Applied Bank offers two versions of their fixed APR secured credit cards. Their Visa Gold credit card features a secured credit line of between $200 and $5000 and a fixed APR of 9.99%. The Applied Bank Platinum secured Visa requires a minimum deposit of $500 and features a 0% fixed APR!
Variable Rate APR Credit Card Are Not a Bad Idea
By marketing a variable interest rate, credit card companies can offer lower starting rates while hedging against a future time when interest rates may be driven back up by global economic forces.
Variable APR credit cards aren’t bad in themselves; they simply bear watching over time.
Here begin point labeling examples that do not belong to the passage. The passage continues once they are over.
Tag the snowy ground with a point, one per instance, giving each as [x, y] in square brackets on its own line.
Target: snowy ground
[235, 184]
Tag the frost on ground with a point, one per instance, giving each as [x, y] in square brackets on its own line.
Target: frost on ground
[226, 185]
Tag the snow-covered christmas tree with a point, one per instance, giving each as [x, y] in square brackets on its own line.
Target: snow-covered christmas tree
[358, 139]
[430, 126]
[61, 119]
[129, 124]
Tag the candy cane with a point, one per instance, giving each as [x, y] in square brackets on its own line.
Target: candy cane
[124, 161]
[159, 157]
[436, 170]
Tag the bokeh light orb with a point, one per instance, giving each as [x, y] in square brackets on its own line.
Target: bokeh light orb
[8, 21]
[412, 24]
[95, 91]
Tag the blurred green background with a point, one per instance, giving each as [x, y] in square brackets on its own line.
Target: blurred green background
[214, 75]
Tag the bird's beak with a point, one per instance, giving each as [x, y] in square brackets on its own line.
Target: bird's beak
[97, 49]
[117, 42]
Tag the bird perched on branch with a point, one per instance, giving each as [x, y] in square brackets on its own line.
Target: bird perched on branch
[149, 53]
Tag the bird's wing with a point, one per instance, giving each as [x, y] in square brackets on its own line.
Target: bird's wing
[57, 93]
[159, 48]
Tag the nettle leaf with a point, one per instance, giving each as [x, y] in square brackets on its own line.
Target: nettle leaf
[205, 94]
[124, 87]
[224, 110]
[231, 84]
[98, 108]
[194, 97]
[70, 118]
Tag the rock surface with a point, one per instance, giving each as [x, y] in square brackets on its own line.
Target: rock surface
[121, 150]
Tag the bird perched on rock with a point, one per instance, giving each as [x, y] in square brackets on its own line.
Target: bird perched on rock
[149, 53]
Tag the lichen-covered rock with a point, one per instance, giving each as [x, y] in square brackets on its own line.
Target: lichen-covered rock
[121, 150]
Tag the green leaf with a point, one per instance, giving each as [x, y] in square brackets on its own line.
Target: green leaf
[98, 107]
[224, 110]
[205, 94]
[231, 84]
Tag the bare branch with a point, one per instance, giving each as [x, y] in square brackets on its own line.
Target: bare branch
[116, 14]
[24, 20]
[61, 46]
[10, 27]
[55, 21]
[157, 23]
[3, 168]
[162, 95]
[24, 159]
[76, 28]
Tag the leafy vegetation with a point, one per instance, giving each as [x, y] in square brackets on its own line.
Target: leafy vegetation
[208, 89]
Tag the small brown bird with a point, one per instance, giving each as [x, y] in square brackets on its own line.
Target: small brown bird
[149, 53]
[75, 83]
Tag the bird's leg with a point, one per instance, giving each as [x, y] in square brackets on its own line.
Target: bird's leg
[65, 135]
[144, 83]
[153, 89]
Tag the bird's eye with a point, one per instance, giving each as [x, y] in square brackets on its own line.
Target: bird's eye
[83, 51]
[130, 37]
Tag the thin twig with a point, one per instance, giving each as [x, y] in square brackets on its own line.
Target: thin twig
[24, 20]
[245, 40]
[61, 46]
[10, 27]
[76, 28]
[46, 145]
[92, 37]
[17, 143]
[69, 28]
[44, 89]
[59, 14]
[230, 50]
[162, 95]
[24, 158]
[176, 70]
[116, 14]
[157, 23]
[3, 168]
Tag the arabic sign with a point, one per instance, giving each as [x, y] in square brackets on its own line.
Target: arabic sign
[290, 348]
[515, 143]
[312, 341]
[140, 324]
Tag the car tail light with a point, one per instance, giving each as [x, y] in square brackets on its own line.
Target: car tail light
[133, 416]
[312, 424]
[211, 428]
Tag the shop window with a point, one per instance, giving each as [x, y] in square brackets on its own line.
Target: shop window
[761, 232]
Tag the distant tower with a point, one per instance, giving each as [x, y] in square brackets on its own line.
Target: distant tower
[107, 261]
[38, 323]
This is especially true as many cardholders have the tendency to maintain a high credit balance at or near the card’s limit.
Consumers should remember that rates may go up, but they will probably never dip below the initial quoted rate. It’s always important to read the fine print on your credit card agreement and review all the terms before accepting a new credit card.
How Variable Rate APR Credit Cards Work
Most domestic credit card issuers use the U.S. banking prime lending rate to initially set and then periodically reset their credit card interest rates. As of January 2012, the prime lending rate, the rate at which banks lend funds to their best customers, remains at an historic low of 3.25%.
Rates are subject to change at preannounced intervals, most often annually, though some card issuers may look at a six-month change.
A mark-up or margin is added to the base index rate to arrive at the APR you will be charged. Your contract provides for both a minimum and a maximum interest rate.
The Indiana Division of Consumer Credit has a number of helpful brochures on line designed to inform consumers about a number of credit related issues.
Prime Lending Rate Volatility
The Wall Street Journal maintains an online chart of prime lending rate values, going back to the middle of the twentieth century. The historical high point for this banking index, 20%, was reached in April of 1980.
While global interest rates have been flat for the last several years, the prime rate was a full five points higher, 8.25%, as recently as September of 2007! Unlike a fixed rate 30-year home mortgage at 4 or 5%, variable rate credit card obligations should be carefully managed to avoid the possibility of sharply increasing payments in the future!
Some Credit Cards Have a 0% APR Rate
Yes, but these introductory or teaser interest rates are only good for a matter of months. Still, it can be useful if you’re looking at transferring outstanding balances from higher interest rate accounts and then paying them off before your new credit card account begins charging interest.
Fixed APR Credit Cards are Hard to Find
Bottom line, low fixed rate credit cards proved hugely unprofitable for banks and other credit card issuers.
Because of the global economic banking crisis and resulting recession, dozens of banks whose principal revenue was derived from credit cards, closed their doors.
In 2007 and 2008, more than 160 U.S. banks and financial institutions shut down, leaving credit cardholders in a quandary as to what to do. Several of the surviving giant banking institutions like Chase and Citibank took advantage of the sudden opportunity and bought up much of the fallen banks’ credit card business.
At that time, credit card default rates rapidly reached a 20-year high, peaking at just about 10%. The major card issuers who remained in the market swiftly weeded out many of the remaining weak accounts. Some accounts were canceled or closed outright.
Those credit card accounts that remained experienced increasing interest rates and shrinking credit lines. During this same period, the U.S. passed the Credit Card Act of 2009. This comprehensive bill brought sweeping changes designed to protect consumers from unfair credit practices of banks and credit card companies.